My Real Children

“No, Gran, Mum’s right. She does sound stuck up,” Cathy said. Cathy was ten now, in her last year of junior school.

 

“It’s ridiculous for people to think I’m stuck up. My father mended wirelesses and my mother was a nursemaid.”

 

“But you went to Oxford and married Dad,” George said. “Try to talk more Lancashire. I do in school, and people like me better.”

 

But Tricia couldn’t deliberately change the way her voice came out of her mouth. Instead she tried to find things to talk about to them that cut across barriers. Childcare, illness and her mother’s senility worked for this, as her chilblains had long ago in Oxford.

 

In 1969 homosexuality and marijuana were legalized by the Labour government, and the death penalty was abolished. Mark saw the first of these as signs of the forthcoming apocalypse, but Tricia was delighted about all three. The Americans broke ground on a moonbase. Tricia watched the men walking on the lunar surface and wondered what use it was to anyone. George went briefly astronaut mad and spent his pocket money on magazines and books about space and trips to the moon.

 

In January of 1970 Helen turned sixteen. She took her O Levels in June and did well. Nevertheless she insisted that she was not returning to school. “I’ll get a job,” she said. When her father raved at her she threatened to move to London and stay with Doug. Helen had always been her father’s favorite, and he seemed devastated that she was abandoning his ideals, as he put it. He blamed Tricia, although she disapproved of Helen’s decision as much as he did, if more quietly.

 

Helen got a job in a coffee bar in town.
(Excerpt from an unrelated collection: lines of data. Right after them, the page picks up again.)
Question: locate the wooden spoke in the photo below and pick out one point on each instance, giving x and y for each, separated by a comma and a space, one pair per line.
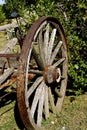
55, 52
40, 107
46, 42
46, 103
51, 100
53, 34
41, 46
34, 86
44, 55
36, 72
59, 62
36, 98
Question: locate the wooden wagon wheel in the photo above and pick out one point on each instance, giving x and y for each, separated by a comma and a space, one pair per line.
42, 78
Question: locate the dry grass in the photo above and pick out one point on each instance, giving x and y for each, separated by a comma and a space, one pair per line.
73, 115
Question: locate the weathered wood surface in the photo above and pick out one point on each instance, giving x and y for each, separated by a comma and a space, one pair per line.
6, 74
9, 46
5, 27
6, 50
She back-combed her hair and bought tie-dyed clothes. She looked like a hippie princess. She found boyfriends and spent a lot of time out with them. Tricia wasn’t sure whether to be relieved or horrified that she went through them so fast, and always had two or three of them ready to take her out. Tricia took her to the doctor and begged her to prescribe the pill for Helen. Tricia still took her own pill every night, though it had been a long time since Mark had brought home a bottle of wine. She thought about that as she walked back from the surgery with Helen. Perhaps Mark believed she was too old for more children? Perhaps he would leave her alone now?

 

Tricia worried about Doug, worried about drugs and the price of early success. She went to London, or somewhere he was playing, every few months and saw him, and he always came home for Christmas. He and Sue were as settled as a married couple, although they were not married and there was no suggestion of marriage. Mark refused to countenance the relationship, but Tricia saw no point in closing her eyes to it. Sue wasn’t what she’d have chosen for her son, but she was clearly his choice. She wrote the music for their songs and Doug wrote the lyrics.

 

Back at home, Tricia was working at Morecambe Grammar School for a few months as the English teacher was on maternity leave. She enjoyed teaching the same girls over a period of time, and they seemed to like her. She liked Morecambe out of season, the deserted sea front with the clacking flagpoles, the distant water, even the way the sea came in sideways over the sands. She had always loved the sea. She didn’t like the way the place was decaying. She suggested that the Lancaster Preservation Society take an interest in it, and found herself alone. You could walk from Lancaster to Morecambe in an hour, but they were worlds apart emotionally, and the people of Lancaster wanted nothing to do with it. Undeterred, Tricia started a Morecambe Preservation Society by putting up a notice in Morecambe Library announcing the first meeting and then seeing who showed up. She served as secretary for that society too.